На следующий день сходила к Сожженному. Сожженный вечером обычно отсутствовал, гулял по городу, стоял возле старой синагоги. Квартира была пустой.
Надо было, конечно, спросить у Турка. Но она и так у него всё спрашивает. К своему официальному мужу она может зайти и без разрешения. Вот дубликат ключа.
Она разулась, засунула ключ обратно в брюки, подошла к ноутбуку.
Включила.
Полчаса копалась в нем, открывая и закрывая файлы. Да, она многого не знала о Сожженном… Быстро сбрасывала на флешку.
В двери затрещал ключ.
Стала быстро выключать. Вспоминать версию для Сожженного, почему она здесь.
В дверях стоял Турок и смотрел на нее. Для него версии у нее заготовлено не было. Поэтому она перешла в наступление. Резко спросила, что он тут делает.
– Искал тебя.
– Почему не позвонил?
– Ты забыла свой хэнди, – вытащил из кармана и бросил ей на колени.
– А откуда узнал, что я здесь?
– Славянин сказал.
– Он что, за мной следит?
Турок сжал ей запястье:
– Ты становишься похожа на мою жену. Она тоже задает много вопросов.
– Мне больно.
Он разжал пальцы. Спокойно сел напротив.
– Тебе не больно, – смотрел на нее в упор. – Я знаю, когда людям больно, а когда нет. Это моя работа.
Она потрогала запястье:
– Можно я всё-таки задам несколько вопросов? Только не здесь.
– Почему не здесь? – Турок снял куртку.
От его майки шел горьковатый запах пота и парфюма.
– Сейчас вернется… Фархад, – сказала она.
При Турке у нее не получалось называть его «Сожженный».
– Не вернется. У него случился приступ, у синагоги. Он сейчас в…
Назвал имя клиники, ничего не говорившее. Или просто не расслышала.
– Ты куда? – Турок наблюдал, как она вскочила, уронила хэнди… – Туда не нужно. Он в порядке. Немного не справился с хронотоками. Что ты хотела спросить?
«Я сам виноват», – повторял он, придя в сознание.

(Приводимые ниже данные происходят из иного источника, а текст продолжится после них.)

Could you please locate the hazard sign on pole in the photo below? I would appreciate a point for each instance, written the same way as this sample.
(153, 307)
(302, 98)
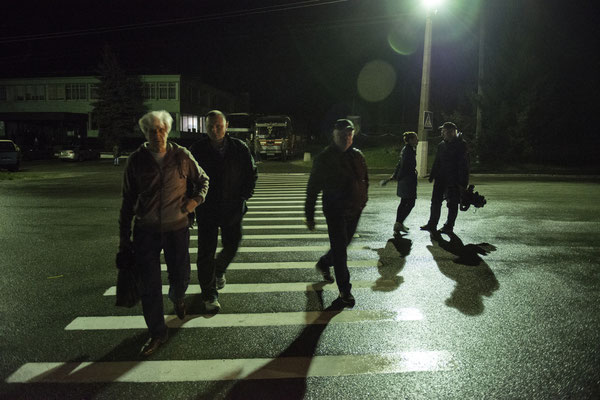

Он шел с последней лекции.
С последней своей лекции здесь, в Эрфурте.
Эта лекция была неожиданно посвящена одной картине. Хотя в анонсе говорилось, что речь пойдет о будущем. О будущем Европы – кажется, так.
На эту его последнюю лекцию не пришел никто. Кто-то собирался и не смог. Кто-то и не собирался.
Аудитория была открыта и пуста.
Сожженный постоял у окна. Может, и не у окна.
В окне зажегся фонарь.
Сожженный посмотрел на часы.
– Добрый вечер. – Дверь осторожно открылась, вошла пожилая женщина. – А… еще никто не подошел? Мартин просил передать извинения. Нет, ему уже лучше. И попросил оставить тут диктофон. Вы не против?
Положила диктофон на стол и посмотрела на Сожженного.
– Да, конечно, – кивнул он. – Пусть поправляется.
Он не помнил, кто этот Мартин. И эту женщину он тоже не помнил.
– Кто-то ведь еще придет? – Она подошла к двери. – И лекция состоится?
– Да, конечно, – повторил он.
Пожелав всего доброго, она вышла.
Сожженный подышал в ладони. Взял со стола диктофон, включил.
– Добрый вечер, мои дорогие, – оглядел пустые стулья. – Прежде всего, я хотел бы поблагодарить, что вы нашли возможность не присутствовать на этой лекции…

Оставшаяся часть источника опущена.